West urges S. Arabia to release women activists, prosecute Khashoggi’s killers

Dozens of Western countries on Tuesday voiced concern at Saudi Arabia’s continued detention of women activists and called for those behind the killing of journalist Jamal Khashoggi to be brought to justice.

No less than a dozen prominent women’s rights activists were arrested in Saudi Arabia in 2018 as it lifted a ban on women driving cars, a step that many of the detainees had long campaigned for.

The women were rounded up as part of a broader crackdown on dissent.

Germany, speaking on behalf of the European Union at the United Nations Human Rights Council, brought up Saudi Arabia’s “prolonged detentions of women rights defenders,” including Loujain al-Hathloul.

Several of the arrested women say they have suffered torture and sexual assault in detention, accusations which Saudi officials reject.

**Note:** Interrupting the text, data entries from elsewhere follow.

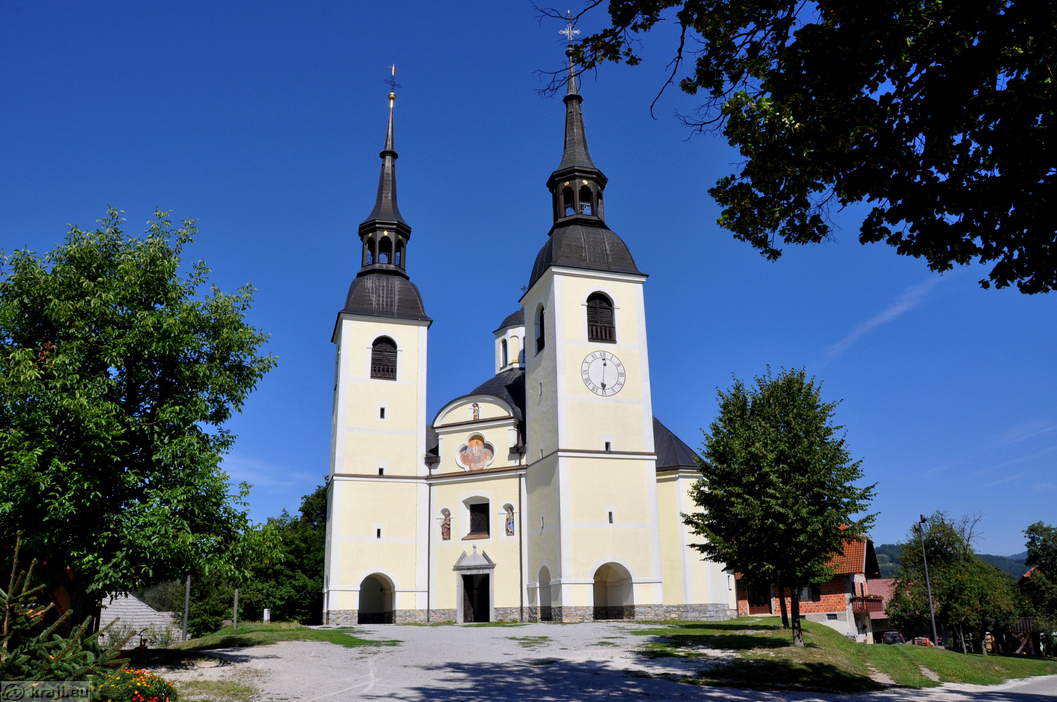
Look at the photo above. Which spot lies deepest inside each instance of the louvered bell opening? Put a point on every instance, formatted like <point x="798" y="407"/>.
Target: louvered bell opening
<point x="384" y="358"/>
<point x="600" y="326"/>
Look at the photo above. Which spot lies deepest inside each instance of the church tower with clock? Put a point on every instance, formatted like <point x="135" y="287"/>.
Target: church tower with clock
<point x="590" y="420"/>
<point x="550" y="492"/>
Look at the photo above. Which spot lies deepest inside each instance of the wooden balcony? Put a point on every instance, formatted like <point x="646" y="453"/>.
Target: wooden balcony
<point x="868" y="604"/>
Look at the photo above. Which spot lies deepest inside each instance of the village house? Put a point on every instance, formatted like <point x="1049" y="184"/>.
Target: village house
<point x="844" y="603"/>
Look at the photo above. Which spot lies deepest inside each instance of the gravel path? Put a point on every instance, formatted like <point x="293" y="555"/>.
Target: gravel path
<point x="533" y="662"/>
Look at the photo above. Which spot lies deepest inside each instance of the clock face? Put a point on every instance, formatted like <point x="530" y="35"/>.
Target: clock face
<point x="603" y="373"/>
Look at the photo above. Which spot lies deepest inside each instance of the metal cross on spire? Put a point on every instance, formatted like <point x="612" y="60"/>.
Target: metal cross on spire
<point x="391" y="80"/>
<point x="570" y="30"/>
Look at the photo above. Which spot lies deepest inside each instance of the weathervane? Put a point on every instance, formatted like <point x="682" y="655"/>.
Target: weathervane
<point x="570" y="31"/>
<point x="391" y="80"/>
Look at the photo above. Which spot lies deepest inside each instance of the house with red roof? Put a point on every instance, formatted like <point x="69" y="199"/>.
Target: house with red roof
<point x="844" y="603"/>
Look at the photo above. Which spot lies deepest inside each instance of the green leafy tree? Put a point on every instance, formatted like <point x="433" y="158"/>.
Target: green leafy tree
<point x="939" y="115"/>
<point x="117" y="375"/>
<point x="292" y="584"/>
<point x="1040" y="587"/>
<point x="777" y="492"/>
<point x="33" y="649"/>
<point x="970" y="596"/>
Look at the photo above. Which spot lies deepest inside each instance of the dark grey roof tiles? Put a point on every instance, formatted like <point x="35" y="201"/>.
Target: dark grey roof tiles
<point x="580" y="246"/>
<point x="385" y="295"/>
<point x="516" y="318"/>
<point x="510" y="386"/>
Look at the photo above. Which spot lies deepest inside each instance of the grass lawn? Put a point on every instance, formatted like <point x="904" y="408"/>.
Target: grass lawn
<point x="765" y="658"/>
<point x="258" y="634"/>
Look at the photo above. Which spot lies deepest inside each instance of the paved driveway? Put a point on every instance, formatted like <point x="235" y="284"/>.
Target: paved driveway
<point x="533" y="662"/>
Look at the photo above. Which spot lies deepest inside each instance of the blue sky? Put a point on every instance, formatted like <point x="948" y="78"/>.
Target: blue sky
<point x="263" y="121"/>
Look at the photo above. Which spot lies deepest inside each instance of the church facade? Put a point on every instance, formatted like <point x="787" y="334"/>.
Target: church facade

“We stress the need for full accountability and transparent prosecution of those involved in the killing of Jamal Khashoggi,” said Germany’s ambassador, Michael Freiherr von Ungern-Sternberg.

Western nations also criticised Saudi Arabia’s handling of the Khashoggi case.

A Saudi court this month jailed eight people for between seven and 20 years for the murder of the journalist in 2018 at its consulate in Istanbul.

The trial drew criticism from a UN investigator and from human rights campaigners who said the masterminds of the murder remained free.

Denmark’s ambassador to the UN in Geneva, Morten Jespersen, read out a joint statement on behalf of 29 countries, including Australia, Britain and Canada, urging the kingdom to “release all political detainees’’.

Jespersen also voiced concern at the detention of no fewer than five women activists.

Salma El Hosseiny of the International Service for Human Rights (ISHR) said in a statement that the women activists include al-Hathloul, Nouf Abdelaziz, Samar Badawi, Nassima Al-Sadah, Mohammed Al-Bajadi, and Miyaa Al-Zahrani.

“The immediate and unconditional release of the women’s rights activists and human rights defenders would be a litmus test of the Saudi government’s political will to improve the human rights situation,” El Hosseiny added.